The team also compared the effects on healthy and unhealthy hearts. The modeling showed that turning even 2% of ATP into dATP was enough to restore a failing heart’s capacity to pump blood without unintended consequences.
“Our efforts going forward will be aimed at the development of therapeutics,” says Regnier. “We’re using a mixture of experimental and modeling tools to develop a better gene therapy for heart failure. We’re working on new viral vectors that have improved targeting to the heart and enhanced promoters that are specific to the heart and skeletal muscle. And we are using the modeling to re-design the enzyme that produces dATP to optimize the therapeutic dose.”
Stem cells will continue to play an important role, says Regnier. “Once we calibrate the dose, our team will encode the genetic changes into stem cells, which will be programmed to become cardiomyocytes that are engineered to generate a measured amount of dATP – the small molecule factory. It’s sort of cell therapy 2.0. We’re putting in improved heart muscle cells that replace lost tissue and energize the whole heart.”
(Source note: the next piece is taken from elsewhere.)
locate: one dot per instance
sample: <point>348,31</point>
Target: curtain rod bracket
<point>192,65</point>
Within the next five years, Regnier hopes the treatment will be on a path to human clinical trials. “Eventually, the treatment we develop, based on what we learn in the experiments we’ve done, could become part of the heart failure management regimen,” says Regnier. “It’s the first therapeutic that isn’t designed to just slow the slide into end stage heart failure. It’s actually designed to reverse reduced heart function.”
Dr. Teitgen, the first author of the paper, summarizes the significance of the research.
“In this study, we successfully demonstrated how our novel multiscale computational modeling framework can be leveraged to enhance the understanding of existing experimental data while making predictions across various levels of function, from molecular interactions to cellular dynamics and whole-heart physiology. This approach holds exciting potential for future in silico studies of candidate therapeutics.”